Interestingly, the data also show that 82% of staff are British, 4.5% are from the EU and 13% are from non-EU areas. Given the debate that your Lordships’ House has just had, if UKIP wanted to repatriate non-British workers, we would have an urgent and immediate shortfall of 17.5%, which rises to nearly 20% among front-line carers.
There has been considerable focus on the qualifications of the care workforce over the past 10 years, much of it introduced by the previous Government and continued by the present one, and with some considerable success. There has been the development of the national vocational qualifications—NVQs—at levels 2 and 3, as well as the national occupational standards, where each standard is a unit of care that demonstrates that the worker can effectively look after that particular thing; it might be bathing an elderly patient or working with them to try to bring back some memories. At the higher level there is certainly work on dementia care as well.
One difficulty was that the focus of the previous Government was on NVQ level 3, the equivalent to an A-level, rather than level 2, which left many in the sector concerned about those staff with no qualifications at all. The data show that almost half the workforce are now qualified to level 2, which is great news, and over 15% to level 3, both of which are improvements. But 37% of the workforce have no qualifications at all. We want anyone in a caring role, or who is managing carers, to have the national occupational standard—NOS—qualifications to at least level 2 to guarantee a minimum level of understanding about the care that is being given, and for the safety of the clients and patients. Inevitably, the majority of people without qualifications are direct carers.
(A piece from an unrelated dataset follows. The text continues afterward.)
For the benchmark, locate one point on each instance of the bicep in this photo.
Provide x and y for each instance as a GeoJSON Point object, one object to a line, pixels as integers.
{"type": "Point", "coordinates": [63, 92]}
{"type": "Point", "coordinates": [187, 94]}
I ask my noble friend the Minister: what incentives can the Government provide for small businesses particularly to help train their staff, especially those who have no qualifications at all, given that there is an excellent national framework and many employers offer these qualifications?
This raises a further point. The future workforce projections to 2025 show that the workforce will need to grow by 800,000 in the next 11 years. If we do not have training and recruitment plans in hand, we will not be able to provide the skilled workforce we need as our ageing society needs more and more assistance.
To end on a positive note, I mentioned earlier the geriatric ward in a prison, the number of which is increasing. One healthcare assistant I met was just beginning training to qualify as a nurse because her employer realised the benefit of a proper progression pathway. That is the way this business should be going in the future.
8.48 pm
Lord Lipsey (Lab): I, too, thank the noble Baroness, Lady Kingsmill, for initiating this debate and for her excellent report. There is another vote of thanks that I want to give, which on my part is even more heartfelt: I want to thank the 700,000 people working in the residential sector in particular for what they do for our elderly people.